If you’ve made some early progress, you might transition to Fixer in order to help the parties begin to reckon with the various constraints individuals and groups often face in trying to resolve disputes. If your employees are at odds over getting equitable recognition for their work contributions on a team, for example, the Fixer can bring them together to jointly develop a list of how their work may be set up to contribute to these tensions. Then, encourage them to take that list out of the meeting and work on finding solutions separately. After that, you could bring them together again to present their ideas to each other and discuss, while highlighting concepts they have surfaced that might help overcome the obstacles to their success. 

High-stakes disputes will often benefit from a Medic approach early on to lessen the intensity of the conflict and enforce a level playing field in the face of power imbalances. This happened recently when a dispute between two brothers over their roles in the family business erupted into a near brawl. The mediator needed to immediately command the room—stand up, raise her voice, and caution the disputants about the possible consequences of going to blows. This helped. Then, when the sparks were contained, the mediator pivoted to Counselor to begin to help the brothers voice some of the deeper, hidden issues, often extremely personal, that were preventing resolution. She did this first in individual discussions with each brother, then brought them back together to talk.

You also might find it useful to serve as a Referee when it becomes clear that there are important tradeoffs and compromises that will need to be made in order to get to “yes.” A colleague of ours, Lela Love, used this strategy when mediating between the mayor of a small community and a group of day-laborer immigrants over their use of a public gathering space for seeking daily employment. After listening to lengthy monologues from the many parties to the dispute, Lela took control of the process and outlined the main issues as she saw them, and then welcomed comment.
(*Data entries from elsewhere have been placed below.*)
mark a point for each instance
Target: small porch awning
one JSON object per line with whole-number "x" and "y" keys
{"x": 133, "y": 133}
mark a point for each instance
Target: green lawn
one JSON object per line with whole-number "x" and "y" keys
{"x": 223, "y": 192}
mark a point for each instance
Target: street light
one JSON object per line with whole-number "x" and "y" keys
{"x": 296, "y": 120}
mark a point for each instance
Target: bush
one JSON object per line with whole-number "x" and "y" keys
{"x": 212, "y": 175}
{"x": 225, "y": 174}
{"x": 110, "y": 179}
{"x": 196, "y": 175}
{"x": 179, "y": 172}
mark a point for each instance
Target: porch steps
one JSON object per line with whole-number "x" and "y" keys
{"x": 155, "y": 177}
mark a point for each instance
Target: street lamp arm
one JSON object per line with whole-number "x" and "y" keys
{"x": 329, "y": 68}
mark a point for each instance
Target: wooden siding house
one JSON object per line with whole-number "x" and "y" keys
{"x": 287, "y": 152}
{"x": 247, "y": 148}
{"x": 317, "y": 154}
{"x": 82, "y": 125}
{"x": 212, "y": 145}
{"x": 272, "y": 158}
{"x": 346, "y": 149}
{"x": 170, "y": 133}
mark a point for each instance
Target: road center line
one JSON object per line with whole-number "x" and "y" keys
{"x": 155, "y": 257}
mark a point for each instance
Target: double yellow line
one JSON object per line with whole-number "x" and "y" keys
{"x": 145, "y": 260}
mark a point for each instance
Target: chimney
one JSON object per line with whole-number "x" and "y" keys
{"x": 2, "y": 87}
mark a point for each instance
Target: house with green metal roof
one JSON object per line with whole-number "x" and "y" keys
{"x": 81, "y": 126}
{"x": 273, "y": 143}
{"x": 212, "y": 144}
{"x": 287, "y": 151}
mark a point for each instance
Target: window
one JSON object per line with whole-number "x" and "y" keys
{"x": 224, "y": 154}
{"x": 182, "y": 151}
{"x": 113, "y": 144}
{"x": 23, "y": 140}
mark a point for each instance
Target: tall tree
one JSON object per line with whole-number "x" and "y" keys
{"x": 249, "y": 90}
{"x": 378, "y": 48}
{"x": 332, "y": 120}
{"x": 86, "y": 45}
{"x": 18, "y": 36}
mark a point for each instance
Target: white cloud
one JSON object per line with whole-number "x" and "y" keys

Once they reached consensus on the issues, Lela was able to first elicit their preferred remedies and then broker a deal between the disputants that they all could agree on. Although concessions had to be made by all sides of the dispute, the solution was ultimately constructive and empowering of the entire community. 

The adaptive mediation approach was ultimately a winning formula for the federal mediators. After a rapid-fire series of in-person mediation summits (in Shawnee, O.K.; Scottsdale, A.Z.; and Cabazon, C.A.) that featured a delicate combination of larger-group and smaller-group mediated negotiation meetings, federal and tribal negotiators reached agreement on a 113-page document containing all the details of the new transportation infrastructure program—the largest pre-pandemic federal infrastructure investment for tribes in American history.
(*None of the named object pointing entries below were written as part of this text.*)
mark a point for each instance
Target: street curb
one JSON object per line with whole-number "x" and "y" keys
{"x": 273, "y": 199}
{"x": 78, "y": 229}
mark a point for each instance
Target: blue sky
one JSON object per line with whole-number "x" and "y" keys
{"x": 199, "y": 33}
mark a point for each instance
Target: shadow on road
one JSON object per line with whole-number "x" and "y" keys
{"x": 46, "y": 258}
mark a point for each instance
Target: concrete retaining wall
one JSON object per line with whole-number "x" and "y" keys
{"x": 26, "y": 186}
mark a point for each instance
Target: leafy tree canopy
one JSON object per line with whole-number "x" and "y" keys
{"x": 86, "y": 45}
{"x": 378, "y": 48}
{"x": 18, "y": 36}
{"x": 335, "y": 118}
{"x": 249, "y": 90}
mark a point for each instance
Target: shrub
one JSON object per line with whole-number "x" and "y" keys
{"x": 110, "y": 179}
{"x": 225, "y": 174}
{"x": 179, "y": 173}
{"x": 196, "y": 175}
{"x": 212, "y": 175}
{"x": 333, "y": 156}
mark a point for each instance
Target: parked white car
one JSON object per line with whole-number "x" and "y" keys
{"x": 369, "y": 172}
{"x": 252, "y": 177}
This is how we have found people can take advantage of what we’ve learned about conflict mediation flashpoints, and how to avert them. Key is knowing which four flashpoints to watch for, and devising strategies and skills for how to navigate or leverage each.

Editor’s note: This article was prepared by Joshua Flax in his personal capacity. The views and opinions expressed in this article are his own and do not necessarily reflect the views of the Federal Mediation and Conciliation Service (FMCS) or the United States government. References to the FMCS should not be construed as FMCS’s endorsement of any product, service, enterprise, or the material contained herein.